Setelah Utsman wafat, masyarakat berramai-ramai membaiat Ali ibn Abi Thalib sebagai khalifah. Ibnu Sa’ad berkata: Ali dibaiat sebagai khalifah sehari setelah terbunuhnya Utsman di Madinah. Semua sahabat membaiatnya sebagai khalifah. Disebutkan bahwa Thalha dan Zubair membaiatnya dengan sangat terpaksa dan bukan dengan suka rela[37].
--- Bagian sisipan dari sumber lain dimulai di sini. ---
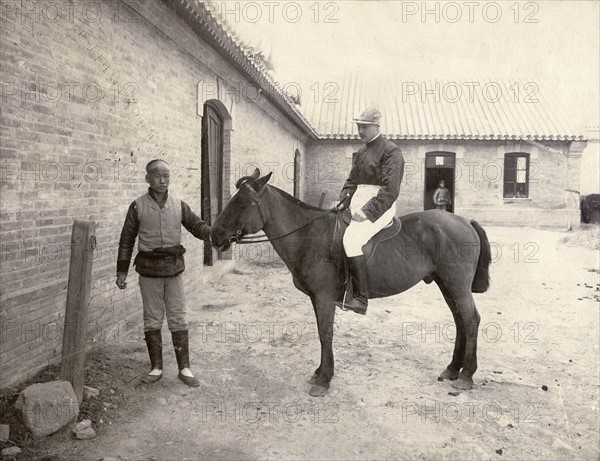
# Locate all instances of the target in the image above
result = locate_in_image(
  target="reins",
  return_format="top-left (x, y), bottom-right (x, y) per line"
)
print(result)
top-left (229, 183), bottom-right (335, 245)
top-left (234, 210), bottom-right (335, 244)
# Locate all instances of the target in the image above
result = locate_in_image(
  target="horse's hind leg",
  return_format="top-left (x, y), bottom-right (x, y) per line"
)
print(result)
top-left (435, 277), bottom-right (466, 381)
top-left (451, 292), bottom-right (480, 389)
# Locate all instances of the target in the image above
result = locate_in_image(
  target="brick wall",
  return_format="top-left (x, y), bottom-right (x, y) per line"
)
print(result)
top-left (0, 0), bottom-right (305, 387)
top-left (303, 141), bottom-right (581, 227)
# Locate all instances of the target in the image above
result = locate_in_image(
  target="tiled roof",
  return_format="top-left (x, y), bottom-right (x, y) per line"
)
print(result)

Eric Schroeder (dalam Mohammed’s People, terbitan Inggris, 1955), mengatakan, “Lima hari setelah pembunuhan atas khalifah Utsman, rakyat berkumpul dan memutuskan: “Kami tidak mengenal orang yang lebih tepat selain Ali untuk menjadi imam (pemimpin), tetapi ia tidak mau mengambil beban kepemimpinan itu”. Sebagian menjawab, “tekan ia di rumahnya hingga ia menerimanya”. Mereka semua berkumpul di rumah Ali dengan begitu bersemangat sehingga berdesak-desakkan. Mereka memanggil Ali keluar, dan mengatakan: “Apabila kami kembali ke rumah lagi tanpa adanya seorang imam dan khalifah, pergolakan akan menggoncang kita sehingga seorang pun tidak akan tak akan mampu menenangkannya. Anda harus menyetujui untuk menjadi imam dan khalifah kami”. Ali menjawab: “kecil keinginan saya untuk jabatan itu, namun kaum Mukminin harus mempunyai seorang pemimpin, dan dengan senang saya akan menerima wewenang  duniawi untuk seorang lain, Thalha”. “Tidak, anda lebih berhak dari saya”, kata Thalha. Seseorang dengan paksa membuka tangan Ali, dan Thalha membaiatnya, Zubair berbuat serupa dan dari rumahnya Ali dibawa ke masjid lalu setiap orang sekali lagi mendesak ke sekitarnya untuk menyampaikan baiat kepadanya sebagai imam dan khalifah”[38].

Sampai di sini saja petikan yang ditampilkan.